I’m curious what the status is of using Unicode characters in OCaml source code.
I’ve noticed that there was apparently some effort to deprecate Latin1 characters in source (though I might be mistaken!) so that eventually a utf8 encoding for source files could be assumed, but even after a bit of googling I’ve seen no mention of whether there’s an actual move towards utf8 source files and Unicode integration into the language.
I was curious as to whether there’s any plan in that direction that I failed to find with google. (I also noticed nothing about this in the roadmaps in Mantis.)
Apologies in advance if I’m rehashing stuff here that everyone already knows well or if the discussion is otherwise unwanted. If not: if source files were assumed to be in utf8, I can see a number of major places Unicode might show up:
- Unicode characters in comments, e.g.
(* we multiply by π here *)
This seems incredibly straightforward to accommodate as comments have no semantic meaning to the compiler, and utf8’s encoding assures that existing comment parsing code wouldn’t break. It might already works perfectly, my non-systematic tests seemed to have worked, though I know there are some documentation tools that parse comments and I have no idea how this would impact them.

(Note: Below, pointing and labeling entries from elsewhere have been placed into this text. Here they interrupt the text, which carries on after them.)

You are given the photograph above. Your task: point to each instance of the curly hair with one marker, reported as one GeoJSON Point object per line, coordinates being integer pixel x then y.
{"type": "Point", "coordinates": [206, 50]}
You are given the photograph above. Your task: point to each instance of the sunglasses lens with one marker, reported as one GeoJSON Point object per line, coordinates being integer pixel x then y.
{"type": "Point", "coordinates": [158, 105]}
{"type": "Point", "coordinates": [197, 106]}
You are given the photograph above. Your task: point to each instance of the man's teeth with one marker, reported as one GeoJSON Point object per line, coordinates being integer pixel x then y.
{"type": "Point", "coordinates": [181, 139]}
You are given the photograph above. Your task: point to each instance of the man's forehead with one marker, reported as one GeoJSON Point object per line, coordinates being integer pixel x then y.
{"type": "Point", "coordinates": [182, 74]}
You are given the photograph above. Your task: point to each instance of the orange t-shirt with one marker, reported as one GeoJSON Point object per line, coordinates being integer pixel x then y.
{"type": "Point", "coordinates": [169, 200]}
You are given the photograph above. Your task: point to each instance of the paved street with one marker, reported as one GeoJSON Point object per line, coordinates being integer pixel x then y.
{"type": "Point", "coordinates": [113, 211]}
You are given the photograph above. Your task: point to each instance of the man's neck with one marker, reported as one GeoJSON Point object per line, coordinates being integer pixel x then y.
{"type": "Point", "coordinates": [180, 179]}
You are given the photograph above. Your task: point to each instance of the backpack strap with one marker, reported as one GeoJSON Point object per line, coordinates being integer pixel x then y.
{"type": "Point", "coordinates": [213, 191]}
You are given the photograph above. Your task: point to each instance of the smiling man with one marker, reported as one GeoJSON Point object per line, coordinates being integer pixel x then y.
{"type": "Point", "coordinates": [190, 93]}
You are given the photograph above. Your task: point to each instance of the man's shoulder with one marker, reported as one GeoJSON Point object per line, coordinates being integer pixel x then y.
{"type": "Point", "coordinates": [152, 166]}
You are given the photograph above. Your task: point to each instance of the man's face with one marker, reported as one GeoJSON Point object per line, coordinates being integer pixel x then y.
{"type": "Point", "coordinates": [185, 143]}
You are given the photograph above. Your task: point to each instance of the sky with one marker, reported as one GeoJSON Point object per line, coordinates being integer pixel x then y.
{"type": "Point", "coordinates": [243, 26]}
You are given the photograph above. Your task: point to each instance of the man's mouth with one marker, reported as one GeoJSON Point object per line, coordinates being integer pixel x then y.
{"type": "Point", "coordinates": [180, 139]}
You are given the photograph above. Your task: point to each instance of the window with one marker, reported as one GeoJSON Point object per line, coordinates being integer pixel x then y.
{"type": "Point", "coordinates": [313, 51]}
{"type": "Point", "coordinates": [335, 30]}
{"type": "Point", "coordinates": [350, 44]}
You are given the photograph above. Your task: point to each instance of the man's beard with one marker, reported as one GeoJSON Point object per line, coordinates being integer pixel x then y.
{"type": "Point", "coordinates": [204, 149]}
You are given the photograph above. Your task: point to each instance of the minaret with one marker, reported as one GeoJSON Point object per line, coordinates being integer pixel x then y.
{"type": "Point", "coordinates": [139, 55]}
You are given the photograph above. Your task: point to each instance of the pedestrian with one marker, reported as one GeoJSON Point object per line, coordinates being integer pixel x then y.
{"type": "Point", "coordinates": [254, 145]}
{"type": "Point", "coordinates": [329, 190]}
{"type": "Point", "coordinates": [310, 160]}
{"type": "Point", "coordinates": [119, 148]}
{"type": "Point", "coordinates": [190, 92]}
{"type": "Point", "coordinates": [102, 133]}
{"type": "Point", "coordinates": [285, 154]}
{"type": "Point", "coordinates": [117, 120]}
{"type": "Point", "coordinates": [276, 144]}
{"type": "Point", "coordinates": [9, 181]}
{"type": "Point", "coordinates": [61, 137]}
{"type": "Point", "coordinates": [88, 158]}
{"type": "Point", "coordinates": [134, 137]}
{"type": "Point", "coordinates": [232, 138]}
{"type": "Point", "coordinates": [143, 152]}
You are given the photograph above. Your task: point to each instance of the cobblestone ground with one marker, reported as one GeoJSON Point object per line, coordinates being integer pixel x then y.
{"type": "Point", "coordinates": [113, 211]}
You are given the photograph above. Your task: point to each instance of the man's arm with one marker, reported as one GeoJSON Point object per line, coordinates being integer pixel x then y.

- Unicode chars in string constants, i.e.
"π". This seems pretty straightforward as, if the encoding of strings is assumed to be utf8, this doesn’t change the semantics of the language significantly. Of course, there’s a question as to whether there should be some type of
Uchar.tstrings available as well, and there’s also a question about whether there’s any harm in not distinguishing utf8 strings from plain ASCII strings in the type system. Some languages (go I think?) even guarantee that utf8 strings are validly encoded since some byte patterns aren’t valid utf8.
- Unicode “characters”. Clearly
'π'is meaningless because a
charis an eight bit thing, but having constants of type
Uchar.tusing some syntax (say
u'π'or who knows what) seems appropriate.
- Unicode characters in identifier names, e.g
let π = 3.14159etc. This seems fairly straightforward as it doesn’t change the semantics of the language in any significant way, though there might be details to consider (such as applying one of the unicode normalizations to identifiers so they compare identically, and how to deal with scripts without uppercase letters for constructor names).
- Unicode characters in operator names. There’s a wealth of useful Unicode operator symbols available (everything from ∉ to → to ÷), and it might be nice to use them, but given the current scheme in which there’s a very fixed set of symbols that can be used in operators and their associativity and precedence are set by the initial character, it might require significant new syntax to allow such things.
(Why do I care at all? I find it irritating that in 2017, even though my editor lets me enter unicode easily, I’m stuck with expressing programs in the characters picked for ASCII over 50 years ago. That said, it also doesn’t cause any real harm as such, so there’s no urgency to fixing it.)
Anyway, I thought I’d ask about all this stuff rather than remain wondering.